Shah looked behind him to where Corporal Birendra was instructing the Mexican children in how to reload an M16 magazine. He was making a game of it, laughing and clapping along as they pushed the rounds in. Jules shook her head sadly. What a sight.

‘We have spent much time on this, Miss Julianne,’ the sergeant assured her. ‘I will lead the reaction force. We will have the heavy weapons, including the rocket launchers. Three RPG7s and eight warheads, deployed from the upper decks. Depending on how the enemy attempts to effect their boarding, we shall use them to interrupt the assault or interdict any heavy-weapon crews on the Viarsa 1.’

‘Fifi’s gonna be pissed off,’ replied Jules with a smile. ‘She loves rocket launchers.’

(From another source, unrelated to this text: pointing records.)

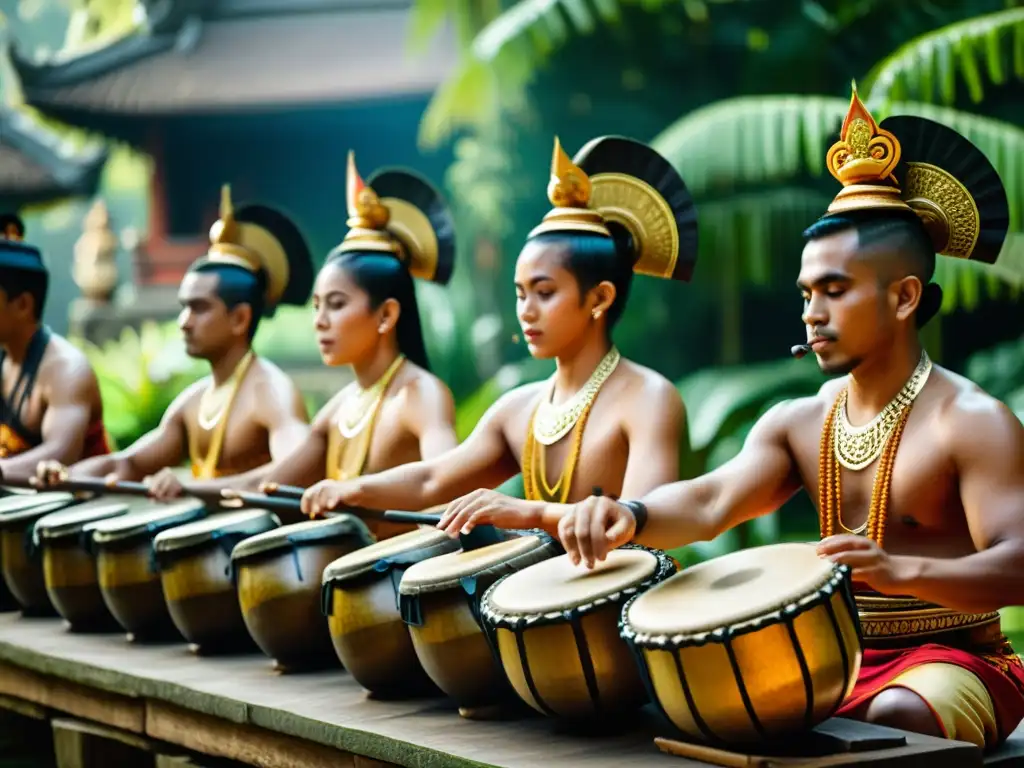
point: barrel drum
(280, 573)
(439, 601)
(20, 561)
(749, 647)
(360, 602)
(198, 582)
(556, 630)
(126, 565)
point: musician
(367, 317)
(918, 473)
(600, 420)
(49, 397)
(233, 423)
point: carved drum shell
(280, 576)
(751, 646)
(360, 602)
(198, 583)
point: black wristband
(639, 512)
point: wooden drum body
(69, 565)
(556, 629)
(439, 600)
(280, 573)
(198, 583)
(750, 646)
(22, 563)
(360, 602)
(126, 566)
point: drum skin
(360, 602)
(199, 584)
(556, 630)
(126, 566)
(22, 562)
(279, 587)
(765, 675)
(439, 602)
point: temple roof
(209, 56)
(38, 166)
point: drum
(126, 565)
(360, 602)
(279, 576)
(23, 567)
(750, 646)
(556, 629)
(439, 601)
(69, 566)
(195, 562)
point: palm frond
(985, 47)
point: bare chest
(597, 456)
(922, 511)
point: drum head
(730, 590)
(356, 563)
(557, 585)
(146, 521)
(444, 571)
(71, 521)
(304, 534)
(246, 522)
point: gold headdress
(621, 182)
(257, 238)
(400, 213)
(913, 164)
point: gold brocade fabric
(11, 442)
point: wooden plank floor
(327, 708)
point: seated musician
(600, 420)
(919, 473)
(50, 407)
(367, 317)
(232, 424)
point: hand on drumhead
(484, 506)
(164, 485)
(594, 527)
(868, 563)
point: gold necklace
(213, 402)
(356, 410)
(856, 448)
(551, 422)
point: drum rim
(441, 546)
(839, 580)
(545, 542)
(334, 528)
(665, 566)
(187, 511)
(165, 542)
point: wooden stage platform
(238, 708)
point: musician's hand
(328, 496)
(868, 562)
(49, 473)
(595, 526)
(486, 506)
(164, 485)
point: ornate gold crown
(569, 190)
(250, 247)
(866, 161)
(388, 224)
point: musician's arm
(755, 482)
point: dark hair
(383, 276)
(236, 286)
(14, 282)
(905, 242)
(595, 258)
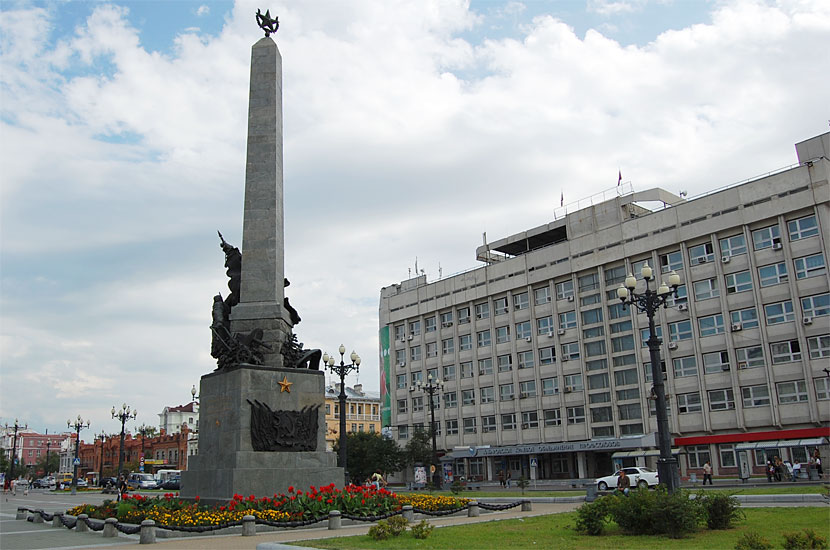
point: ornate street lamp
(648, 302)
(78, 425)
(123, 415)
(342, 370)
(13, 458)
(431, 388)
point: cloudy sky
(411, 127)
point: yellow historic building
(362, 414)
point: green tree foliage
(367, 452)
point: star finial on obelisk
(267, 24)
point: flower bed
(297, 505)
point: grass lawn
(554, 531)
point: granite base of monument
(229, 463)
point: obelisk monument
(262, 423)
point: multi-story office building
(363, 414)
(547, 374)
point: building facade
(363, 414)
(546, 374)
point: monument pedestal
(227, 463)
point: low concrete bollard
(148, 532)
(109, 528)
(248, 526)
(334, 519)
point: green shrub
(422, 530)
(753, 541)
(804, 540)
(591, 517)
(719, 510)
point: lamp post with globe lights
(649, 302)
(431, 388)
(123, 415)
(77, 425)
(342, 370)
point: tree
(367, 452)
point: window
(530, 419)
(574, 381)
(521, 301)
(588, 282)
(746, 318)
(567, 320)
(485, 366)
(685, 366)
(688, 403)
(816, 306)
(469, 425)
(750, 357)
(546, 356)
(570, 351)
(710, 325)
(721, 400)
(553, 417)
(715, 362)
(541, 295)
(766, 237)
(733, 246)
(526, 359)
(681, 330)
(487, 394)
(819, 347)
(755, 396)
(698, 455)
(488, 424)
(802, 228)
(673, 261)
(564, 290)
(738, 282)
(527, 389)
(447, 346)
(701, 253)
(792, 392)
(544, 325)
(550, 386)
(576, 415)
(773, 274)
(809, 266)
(706, 289)
(463, 315)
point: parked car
(640, 477)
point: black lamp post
(342, 370)
(123, 415)
(431, 388)
(13, 458)
(648, 302)
(78, 425)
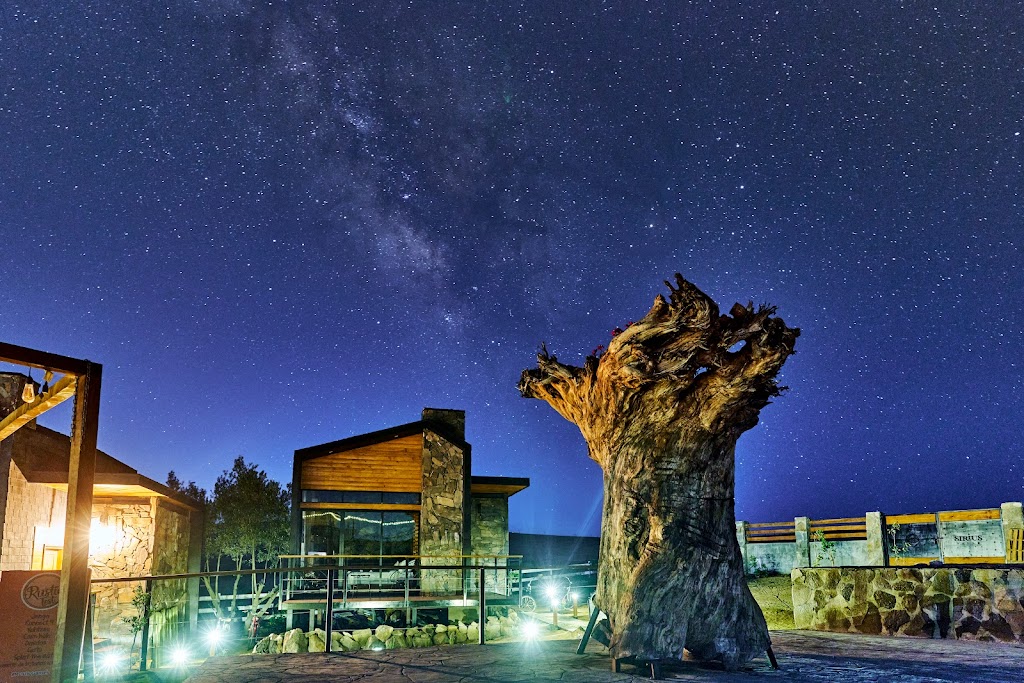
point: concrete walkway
(803, 655)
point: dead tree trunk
(660, 412)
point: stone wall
(958, 603)
(489, 535)
(122, 546)
(31, 508)
(442, 515)
(170, 555)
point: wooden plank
(923, 518)
(969, 515)
(26, 413)
(22, 355)
(781, 539)
(74, 597)
(838, 527)
(975, 560)
(393, 466)
(839, 520)
(909, 561)
(358, 506)
(848, 536)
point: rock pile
(385, 637)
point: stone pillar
(803, 546)
(741, 540)
(442, 516)
(454, 420)
(876, 529)
(1013, 518)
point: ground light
(110, 663)
(179, 656)
(529, 630)
(214, 637)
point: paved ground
(803, 655)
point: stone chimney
(454, 420)
(11, 385)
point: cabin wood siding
(394, 466)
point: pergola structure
(81, 379)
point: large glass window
(358, 532)
(361, 532)
(398, 534)
(322, 531)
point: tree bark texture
(662, 410)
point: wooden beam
(58, 393)
(75, 569)
(23, 355)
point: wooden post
(329, 622)
(483, 609)
(74, 572)
(144, 651)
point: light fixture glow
(529, 630)
(111, 662)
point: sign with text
(920, 540)
(28, 625)
(981, 538)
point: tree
(660, 411)
(247, 520)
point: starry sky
(283, 223)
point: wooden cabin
(402, 491)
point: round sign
(42, 591)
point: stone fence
(958, 537)
(926, 602)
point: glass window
(323, 496)
(363, 497)
(398, 534)
(401, 499)
(322, 531)
(361, 532)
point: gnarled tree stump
(662, 410)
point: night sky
(283, 223)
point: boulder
(295, 641)
(262, 646)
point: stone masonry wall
(489, 524)
(957, 603)
(122, 546)
(170, 555)
(441, 519)
(29, 506)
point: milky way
(283, 223)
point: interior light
(179, 656)
(529, 630)
(29, 392)
(111, 662)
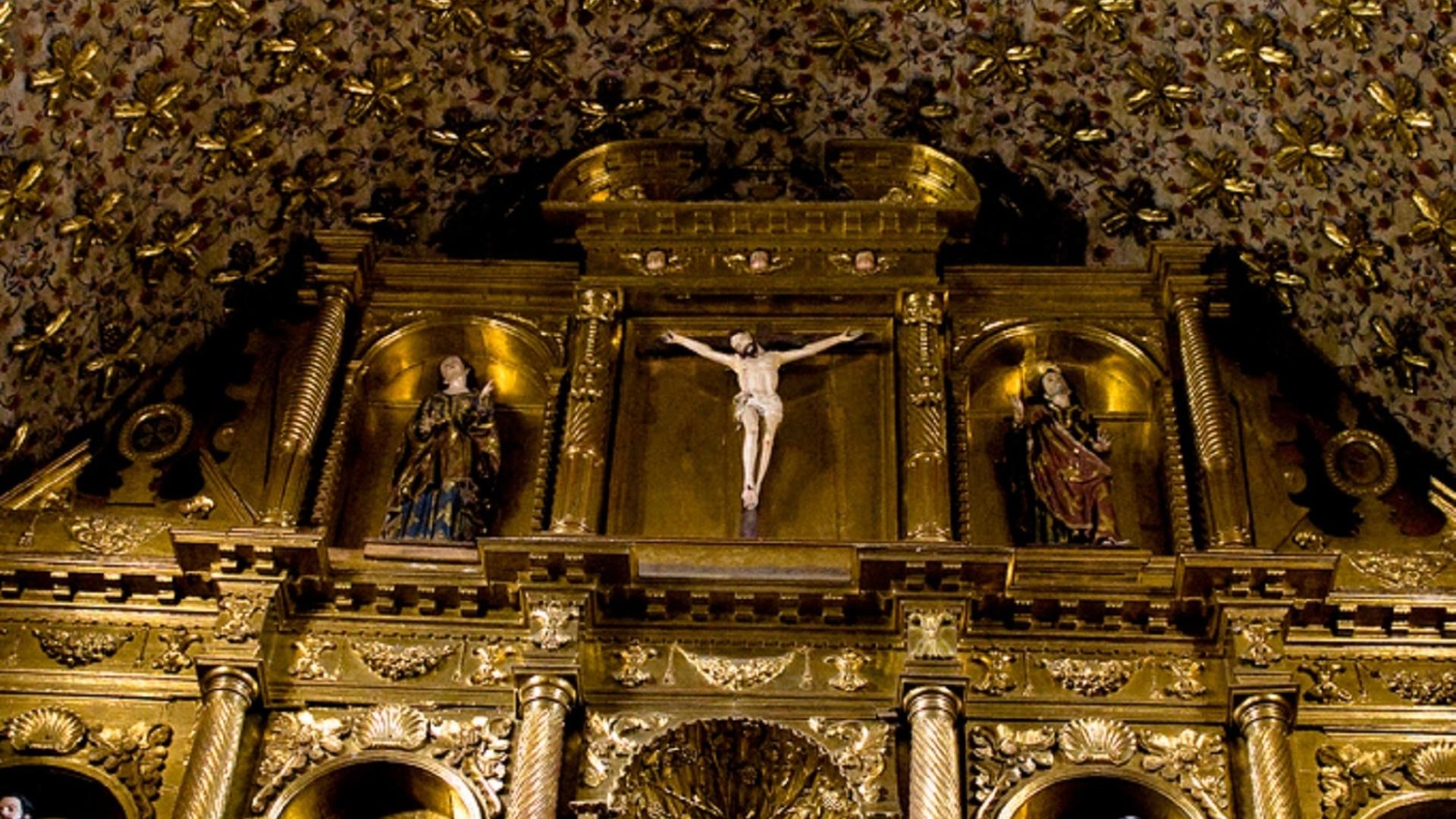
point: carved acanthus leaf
(109, 537)
(1193, 760)
(293, 744)
(736, 673)
(136, 757)
(862, 754)
(400, 662)
(1003, 757)
(74, 649)
(612, 739)
(1091, 678)
(1400, 572)
(481, 751)
(240, 614)
(308, 657)
(1350, 776)
(1427, 689)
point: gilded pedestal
(1264, 723)
(925, 494)
(536, 780)
(935, 771)
(226, 695)
(1212, 426)
(580, 480)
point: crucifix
(758, 407)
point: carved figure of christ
(758, 406)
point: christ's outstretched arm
(731, 362)
(816, 347)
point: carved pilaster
(580, 482)
(337, 283)
(545, 703)
(226, 695)
(1264, 722)
(1213, 426)
(935, 773)
(925, 485)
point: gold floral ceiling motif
(156, 155)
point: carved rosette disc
(1433, 765)
(775, 771)
(1097, 739)
(392, 726)
(47, 730)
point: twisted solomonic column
(1212, 428)
(935, 771)
(545, 704)
(1264, 722)
(226, 695)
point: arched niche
(1426, 805)
(733, 767)
(1112, 378)
(381, 784)
(402, 368)
(60, 789)
(1098, 793)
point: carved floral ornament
(1002, 757)
(134, 755)
(476, 746)
(1350, 776)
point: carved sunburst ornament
(733, 768)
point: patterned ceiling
(156, 153)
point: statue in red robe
(1062, 479)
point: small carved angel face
(14, 808)
(1053, 384)
(452, 369)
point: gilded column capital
(930, 698)
(598, 303)
(234, 679)
(1260, 707)
(922, 308)
(546, 689)
(344, 261)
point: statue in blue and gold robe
(444, 477)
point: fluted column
(582, 475)
(226, 695)
(935, 773)
(925, 488)
(1212, 426)
(545, 703)
(1264, 723)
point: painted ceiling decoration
(159, 156)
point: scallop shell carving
(1433, 765)
(1095, 739)
(392, 726)
(47, 730)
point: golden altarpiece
(880, 632)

‘Miss Fifi will lead the fire team composed of crew members. She will also suppress any heavy-weapons fire from the Viarsa with her machine-gun. The crew I have divided up according to their levels of competence. She will take the best of them as a reserve, holding the pool deck and providing cover over the aft sections. If needed, they have been trained to split into two sections, one to hold the pool level and the other to be deployed as needed.’

‘Okay. Sounds like a plan,’ agreed Jules, slightly encouraged.

‘What about those kids, though? I’m really not comfortable having children in the thick of it.’

Shah shook his head, frowning gravely. ‘It is a bad business, Miss Julianne. But unavoidable. They cannot run away, not in this sea state, and they are very useful. Birendra has trained them well to load and to clear blockages. They know to keep their heads down. And Miss, remember too, they are not spoilt little brats – they are village children, from the edge of the desert. They have all worked from their earliest days, and their lives have been hard, sometimes violent. They will be scared, but I think they will endure the battle more calmly than some of the others.’

She rolled her eyes. ‘I know what you’re talking about, Sergeant. I’m really worried about some of my bigger dilettantes just going to pieces.’

The deck dipped sharply as they slid over another crest. One of the kids that Birendra was teaching rolled himself into a ball and tumbled across the thick woollen carpet in the empty lounge, squealing with laughter.